O programa do partido baseia-se na análise da realidade brasileira à luz da ciência marxista-leninista e, partindo das conclusões da teoria, determina os objetivos do movimento operário em nosso país na atual etapa de seu desenvolvimento. É um Programa justo porque as soluções que indica estão baseadas nos ensinamentos do marxismo-leninismo. Examinemos algumas das conclusões teóricas mais importantes em que se baseia o Programa.
O Caráter da Revolução em Sua Atual Etapa
O povo brasileiro, que se livrou do jugo português em 1822, conquistando, assim, sua independência política e a condição de nação soberana no concerto mundial das nações, não conseguiu, no entanto, libertar-se dos restos feudais e dos grandes latifúndios, realizar as tarefas da revolução burguesa. Até 1888 a escravidão negra teve existência legal. A queda da monarquia e a Proclamação da República, se bem que tenham constituído elementos de progresso na evolução política do país, não modificaram no fundamental o caráter semifeudal e semi-escravista da sociedade brasileira.
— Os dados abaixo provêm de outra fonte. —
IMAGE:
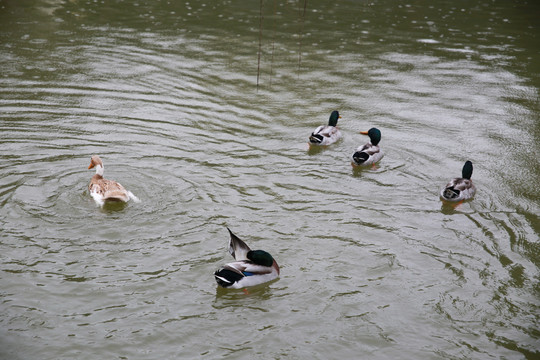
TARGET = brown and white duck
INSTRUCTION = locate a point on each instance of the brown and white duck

Os senhores de escravos e, em seguida, os latifundiários e grandes capitalistas — grandes comerciantes e usurários — que governavam o país, facilitaram a penetração do capital estrangeiro e, consequentemente, a transformação do Brasil em semicolônia, em pais dependente das grandes potências capitalistas. Através do controle das finanças e da economia, dos assuntos políticos e até militares, as grandes potências imperialistas passaram a dominar o Brasil ao mesmo tempo que, para oprimir o povo, apoiavam a minoria reacionária, sustentavam os latifundiários na conservação da sociedade semifeudal e semi-escravista.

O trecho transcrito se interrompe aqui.